Meet the Amazon science intern poster session winners
The company's first fully virtual class of interns got to showcase a digital copy of their poster, deliver a recorded presentation, and field questions about their projects.
This summer, more than 180 applied, research and data science graduate research interns had the opportunity to present a poster in Amazon’s first-ever virtual science intern poster session series. Amazon science interns typically present posters at the annual Graduate Research Colloquium event held in Seattle. However, due to the impact of COVID-19, this year’s event was virtual and took place over a six-week period, which allowed for inclusion of interns from across the globe.
Each week a group of interns had the opportunity to showcase a digital copy of their poster, deliver a recorded presentation, and field questions about their projects. More than 1,000 members of the Amazon science community were invited to rate, review and provide feedback on intern’s posters.
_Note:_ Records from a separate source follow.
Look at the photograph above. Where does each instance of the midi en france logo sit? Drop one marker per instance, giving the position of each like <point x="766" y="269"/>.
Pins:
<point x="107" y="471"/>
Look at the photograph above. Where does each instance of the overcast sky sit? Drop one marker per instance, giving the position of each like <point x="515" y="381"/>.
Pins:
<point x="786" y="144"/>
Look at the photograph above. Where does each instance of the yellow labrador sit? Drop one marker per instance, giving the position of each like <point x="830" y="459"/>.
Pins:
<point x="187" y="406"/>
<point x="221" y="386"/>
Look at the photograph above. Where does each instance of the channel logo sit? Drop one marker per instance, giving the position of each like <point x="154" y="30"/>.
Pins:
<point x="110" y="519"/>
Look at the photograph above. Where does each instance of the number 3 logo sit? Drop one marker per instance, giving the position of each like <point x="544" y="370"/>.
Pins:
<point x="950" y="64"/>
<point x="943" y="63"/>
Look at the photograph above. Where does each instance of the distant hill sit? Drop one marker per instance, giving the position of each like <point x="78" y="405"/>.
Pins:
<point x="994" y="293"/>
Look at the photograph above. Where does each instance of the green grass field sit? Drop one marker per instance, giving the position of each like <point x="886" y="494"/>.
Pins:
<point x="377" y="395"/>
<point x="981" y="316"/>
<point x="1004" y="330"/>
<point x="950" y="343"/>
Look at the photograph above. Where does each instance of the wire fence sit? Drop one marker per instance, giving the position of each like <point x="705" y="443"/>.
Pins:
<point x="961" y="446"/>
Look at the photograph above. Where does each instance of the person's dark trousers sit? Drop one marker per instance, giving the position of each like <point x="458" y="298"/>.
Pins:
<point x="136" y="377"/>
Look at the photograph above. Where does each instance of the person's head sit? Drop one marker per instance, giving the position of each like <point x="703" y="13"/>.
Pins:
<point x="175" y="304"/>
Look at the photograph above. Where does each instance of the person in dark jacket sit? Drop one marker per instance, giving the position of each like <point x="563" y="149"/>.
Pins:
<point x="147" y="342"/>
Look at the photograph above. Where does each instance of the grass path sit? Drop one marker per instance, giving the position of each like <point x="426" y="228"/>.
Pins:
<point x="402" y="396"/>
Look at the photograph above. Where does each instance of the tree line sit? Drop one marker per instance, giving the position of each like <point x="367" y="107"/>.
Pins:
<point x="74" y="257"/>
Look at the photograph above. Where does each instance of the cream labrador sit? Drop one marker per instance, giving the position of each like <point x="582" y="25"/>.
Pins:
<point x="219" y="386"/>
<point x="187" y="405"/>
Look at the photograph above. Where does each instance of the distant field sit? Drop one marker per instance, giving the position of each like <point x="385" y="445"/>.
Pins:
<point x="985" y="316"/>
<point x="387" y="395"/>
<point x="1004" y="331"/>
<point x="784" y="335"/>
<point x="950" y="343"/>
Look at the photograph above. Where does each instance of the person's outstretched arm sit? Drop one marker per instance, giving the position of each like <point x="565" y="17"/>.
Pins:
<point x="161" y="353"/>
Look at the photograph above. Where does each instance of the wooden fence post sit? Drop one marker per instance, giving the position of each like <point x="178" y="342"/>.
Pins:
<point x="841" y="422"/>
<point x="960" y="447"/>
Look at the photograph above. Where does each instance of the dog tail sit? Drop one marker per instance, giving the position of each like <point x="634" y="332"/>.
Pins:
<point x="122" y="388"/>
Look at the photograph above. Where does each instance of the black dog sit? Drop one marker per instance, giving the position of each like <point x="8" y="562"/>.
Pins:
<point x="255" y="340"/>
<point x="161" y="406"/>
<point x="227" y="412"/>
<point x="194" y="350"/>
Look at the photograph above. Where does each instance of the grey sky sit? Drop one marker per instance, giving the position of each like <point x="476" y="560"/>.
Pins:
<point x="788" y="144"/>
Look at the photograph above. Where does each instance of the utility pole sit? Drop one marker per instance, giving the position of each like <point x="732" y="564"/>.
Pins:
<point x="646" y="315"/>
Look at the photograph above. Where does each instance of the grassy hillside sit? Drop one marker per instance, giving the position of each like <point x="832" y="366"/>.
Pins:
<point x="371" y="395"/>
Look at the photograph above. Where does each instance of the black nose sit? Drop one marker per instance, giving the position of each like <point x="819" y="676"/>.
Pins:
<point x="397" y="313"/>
Below are the interns who had highest-rated poster presentations:
- Bhuvan Agrawal, Carnegie Mellon University: Learning cross-modal embeddings for end-to-end spoken language understanding
- Chuchu Cheng, Boston College: Aggregated time per package estimation
- Yaarit Even, Columbia University: Growing advertiser population with promotions: A causal inference approach
- Sanket Gaurav, University of Illinois at Chicago: Multi-task architecture and learning for controllers
- Ali Heydari, University of California, Merced: Deep-learned contextual representations of Amazon products for detail page ad selection and ranking
- Wenxiang Hu, University of Rochester: Improving performance of job recommender system based on classification and ranking model and click data
- Amit Kachroo, Oklahoma State University: Localization of objects (IoT)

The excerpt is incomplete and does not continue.